Often we know the spec of the API before it is built so we can mock it out. Problems arise when a change to an API occurs and we update our code, but the API side has not implemented the change yet. A deployment to production would mean miscommunication with the API. This is a blocker.
Another variation of this is migrations not being run at the same time of deployment. If you push your code and it tries interacting with fields that do not exist yet, you’re going to have a bad time. Another blocker.
The first solution we jump to is hacking the setup. We try and get both our team to deliver the API in the same sprint and codebase as us, so we don’t deploy them separately. This way we can always keep in sync. We would always recommend running migrations on deployment and not having a siloed database administrator (DBA) run them instead.
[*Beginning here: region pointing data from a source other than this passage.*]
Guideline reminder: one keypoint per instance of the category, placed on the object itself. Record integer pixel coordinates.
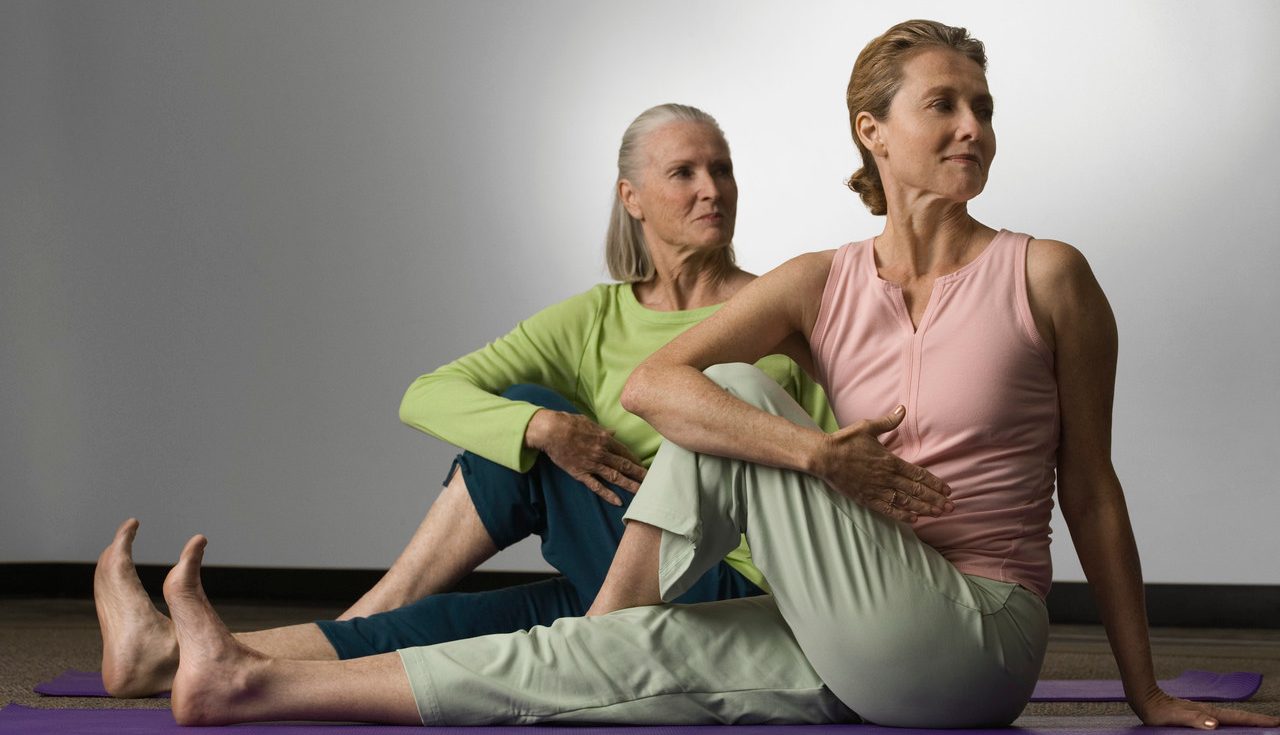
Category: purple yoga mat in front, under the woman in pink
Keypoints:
(16, 720)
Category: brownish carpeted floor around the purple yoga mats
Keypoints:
(42, 638)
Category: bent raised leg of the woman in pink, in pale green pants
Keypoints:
(897, 632)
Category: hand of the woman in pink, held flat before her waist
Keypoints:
(854, 463)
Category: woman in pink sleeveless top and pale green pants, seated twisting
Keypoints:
(908, 553)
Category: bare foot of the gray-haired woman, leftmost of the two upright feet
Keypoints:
(140, 652)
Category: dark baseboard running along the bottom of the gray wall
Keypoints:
(1069, 602)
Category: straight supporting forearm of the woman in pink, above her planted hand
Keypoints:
(1109, 555)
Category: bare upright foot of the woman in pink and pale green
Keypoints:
(220, 681)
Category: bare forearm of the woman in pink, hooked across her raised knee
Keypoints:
(689, 409)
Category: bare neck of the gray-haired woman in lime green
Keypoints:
(689, 280)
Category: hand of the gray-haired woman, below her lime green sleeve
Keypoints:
(587, 451)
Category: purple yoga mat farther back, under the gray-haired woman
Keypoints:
(1199, 686)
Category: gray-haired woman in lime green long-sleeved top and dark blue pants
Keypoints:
(550, 450)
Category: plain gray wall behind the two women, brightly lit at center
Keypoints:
(232, 234)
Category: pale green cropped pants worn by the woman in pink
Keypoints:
(865, 618)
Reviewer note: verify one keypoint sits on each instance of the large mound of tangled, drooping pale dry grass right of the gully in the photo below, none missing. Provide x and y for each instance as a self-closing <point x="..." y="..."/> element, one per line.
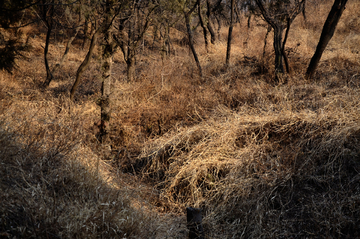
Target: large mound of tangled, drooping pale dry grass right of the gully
<point x="272" y="177"/>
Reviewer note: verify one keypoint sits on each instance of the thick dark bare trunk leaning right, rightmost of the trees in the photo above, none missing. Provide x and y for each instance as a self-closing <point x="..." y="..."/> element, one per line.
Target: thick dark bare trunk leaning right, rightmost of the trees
<point x="326" y="35"/>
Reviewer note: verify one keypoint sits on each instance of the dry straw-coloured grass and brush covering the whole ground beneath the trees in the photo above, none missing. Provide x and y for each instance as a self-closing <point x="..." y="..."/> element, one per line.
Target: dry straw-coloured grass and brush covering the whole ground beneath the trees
<point x="262" y="160"/>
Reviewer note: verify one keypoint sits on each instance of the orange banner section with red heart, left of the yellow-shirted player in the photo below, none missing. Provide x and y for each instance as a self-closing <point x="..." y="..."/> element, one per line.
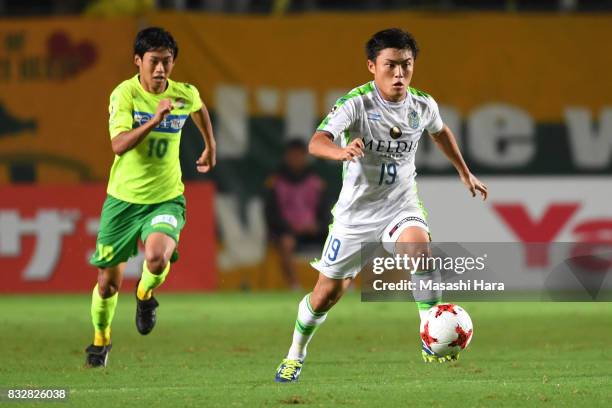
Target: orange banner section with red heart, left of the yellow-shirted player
<point x="55" y="79"/>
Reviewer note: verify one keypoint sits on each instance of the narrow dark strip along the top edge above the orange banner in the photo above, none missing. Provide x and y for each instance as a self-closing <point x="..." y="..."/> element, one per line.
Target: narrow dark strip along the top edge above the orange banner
<point x="281" y="7"/>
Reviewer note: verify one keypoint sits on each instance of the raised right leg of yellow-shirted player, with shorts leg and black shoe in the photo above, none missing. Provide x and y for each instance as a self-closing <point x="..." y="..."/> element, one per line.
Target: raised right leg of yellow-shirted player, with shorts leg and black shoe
<point x="160" y="233"/>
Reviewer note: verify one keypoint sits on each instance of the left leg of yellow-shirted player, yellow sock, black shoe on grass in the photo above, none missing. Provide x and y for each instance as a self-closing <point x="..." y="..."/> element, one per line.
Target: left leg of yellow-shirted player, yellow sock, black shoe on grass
<point x="103" y="304"/>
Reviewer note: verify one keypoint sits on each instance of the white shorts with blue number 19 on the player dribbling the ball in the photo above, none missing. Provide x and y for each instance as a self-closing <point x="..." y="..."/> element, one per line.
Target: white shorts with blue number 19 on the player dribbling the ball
<point x="341" y="257"/>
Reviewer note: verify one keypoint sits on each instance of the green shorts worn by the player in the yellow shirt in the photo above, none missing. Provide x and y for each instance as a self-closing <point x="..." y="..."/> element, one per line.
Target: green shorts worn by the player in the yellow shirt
<point x="123" y="223"/>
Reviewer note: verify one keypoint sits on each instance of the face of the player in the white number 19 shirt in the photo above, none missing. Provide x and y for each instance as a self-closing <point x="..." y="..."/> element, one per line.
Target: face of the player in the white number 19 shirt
<point x="392" y="72"/>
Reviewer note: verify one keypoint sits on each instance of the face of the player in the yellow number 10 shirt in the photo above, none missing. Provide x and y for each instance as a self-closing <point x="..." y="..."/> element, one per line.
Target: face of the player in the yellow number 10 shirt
<point x="155" y="67"/>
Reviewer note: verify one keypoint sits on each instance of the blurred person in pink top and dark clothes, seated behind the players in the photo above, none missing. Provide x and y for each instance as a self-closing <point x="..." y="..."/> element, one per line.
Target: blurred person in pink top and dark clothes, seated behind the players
<point x="296" y="207"/>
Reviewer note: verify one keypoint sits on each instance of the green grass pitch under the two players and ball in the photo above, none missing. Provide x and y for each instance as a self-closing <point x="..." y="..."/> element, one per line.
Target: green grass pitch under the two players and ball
<point x="222" y="350"/>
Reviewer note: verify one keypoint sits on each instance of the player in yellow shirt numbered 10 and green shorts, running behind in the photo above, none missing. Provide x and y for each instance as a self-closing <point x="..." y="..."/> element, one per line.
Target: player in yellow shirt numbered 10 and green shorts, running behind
<point x="145" y="192"/>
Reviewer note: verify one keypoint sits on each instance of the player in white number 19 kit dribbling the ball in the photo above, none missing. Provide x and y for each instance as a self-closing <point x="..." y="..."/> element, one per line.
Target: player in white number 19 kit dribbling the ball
<point x="377" y="126"/>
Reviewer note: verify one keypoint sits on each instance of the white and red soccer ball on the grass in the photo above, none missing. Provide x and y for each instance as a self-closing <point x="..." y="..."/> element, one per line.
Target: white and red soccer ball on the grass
<point x="447" y="329"/>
You can often convince the Ops Person or DBA to allow you to run migrations if you promise (and prove you are able) to only commit non-destructive migrations or get them to lock down DB permissions so you cannot drop tables, remove columns, etc.
Alternatively, if we cannot deliver as a single team, we get smart. Getting smart means using if statements. If this API call fails, fall back to using the older API call. If this field doesn’t exist in the database, don’t render it. This can get messy and should be cleaned up as soon as you can but it does unblock you.
The success of your Continuous Delivery practice depends on your ability to react and unblock your pipeline whenever issues arise. Broken builds occur and that’s okay, your team needs to be drilled to respond and fix them as soon as possible. Work in progress and work ready for review is part of the software delivery process, but must be dealt with sensibly.
Dependency on other releases should be avoided where possible but you can get smart too. Ultimately, if you develop a culture of responsibility for keeping the pathway clear, then you will truly start to benefit from Continuous Delivery.